The current paradigm in Silicon Valley is that companies must take actions that fall into two areas:

Minimize responsibility  

  • Give users what they want
  • Disrupt everything
  • Assert that technology needs to be neutral
  • Operate on the assumption “Who are we to choose what truth is for people?” 
  • Grow at all costs
Commodify the human experience 
  • Design to convert users
  • Obsess over metrics
  • Capture attention 
He looks to a future where companies adapt new principles to create a more humane approach, embodying responsibility as opposed to minimizing it and enhancing human wisdom instead of commodifying the experience.

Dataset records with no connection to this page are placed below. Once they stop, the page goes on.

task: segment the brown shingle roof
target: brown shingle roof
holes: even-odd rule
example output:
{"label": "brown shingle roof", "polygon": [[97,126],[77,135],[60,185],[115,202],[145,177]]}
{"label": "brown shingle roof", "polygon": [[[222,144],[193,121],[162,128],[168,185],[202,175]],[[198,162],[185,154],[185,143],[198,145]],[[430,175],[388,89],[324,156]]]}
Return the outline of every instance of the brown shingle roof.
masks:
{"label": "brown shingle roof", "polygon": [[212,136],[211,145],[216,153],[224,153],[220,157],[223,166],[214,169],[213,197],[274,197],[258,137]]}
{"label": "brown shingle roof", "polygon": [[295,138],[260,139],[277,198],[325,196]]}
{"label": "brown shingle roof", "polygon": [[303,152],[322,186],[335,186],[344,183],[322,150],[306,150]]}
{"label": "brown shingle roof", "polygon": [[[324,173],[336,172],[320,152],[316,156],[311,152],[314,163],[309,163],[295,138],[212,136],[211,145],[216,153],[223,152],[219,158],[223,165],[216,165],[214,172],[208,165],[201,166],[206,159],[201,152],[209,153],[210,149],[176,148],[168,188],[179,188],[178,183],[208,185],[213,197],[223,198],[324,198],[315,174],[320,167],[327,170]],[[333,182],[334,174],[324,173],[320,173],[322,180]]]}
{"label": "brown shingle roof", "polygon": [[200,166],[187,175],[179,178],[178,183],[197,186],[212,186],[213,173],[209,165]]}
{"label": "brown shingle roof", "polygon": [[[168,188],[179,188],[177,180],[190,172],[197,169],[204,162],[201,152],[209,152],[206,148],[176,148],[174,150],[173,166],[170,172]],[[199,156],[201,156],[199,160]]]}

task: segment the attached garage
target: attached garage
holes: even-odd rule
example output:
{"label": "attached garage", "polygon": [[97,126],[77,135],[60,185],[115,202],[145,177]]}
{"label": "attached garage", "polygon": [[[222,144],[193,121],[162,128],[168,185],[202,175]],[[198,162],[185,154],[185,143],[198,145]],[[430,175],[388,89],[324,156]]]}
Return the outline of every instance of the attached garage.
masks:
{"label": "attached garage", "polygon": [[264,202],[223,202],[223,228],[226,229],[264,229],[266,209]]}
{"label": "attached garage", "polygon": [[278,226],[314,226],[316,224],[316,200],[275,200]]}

This involves: 
  • Seeing what they are doing in terms of human vulnerabilities
  • Finding and strengthening existing brilliance to find common ground
  • Acknowledging that businesses are constructing the social world as opposed to merely presenting options
  • Realizing that they play an inevitable role in making choices and designing to help people make wise ones
  • Binding growth with responsibility, obsessing over what really matters
  • Nurturing awareness  

HumaneTech believes that positive results can ultimately be affected by convincing perhaps 1000 people in Silicon Valley to make necessary reforms.  And while they realize it won’t be quite as simple as that, they are dedicated to employing a combination of thought leadership, pressure, and inspiration to drive market demand and momentum for products and services based on Humane Technology principles.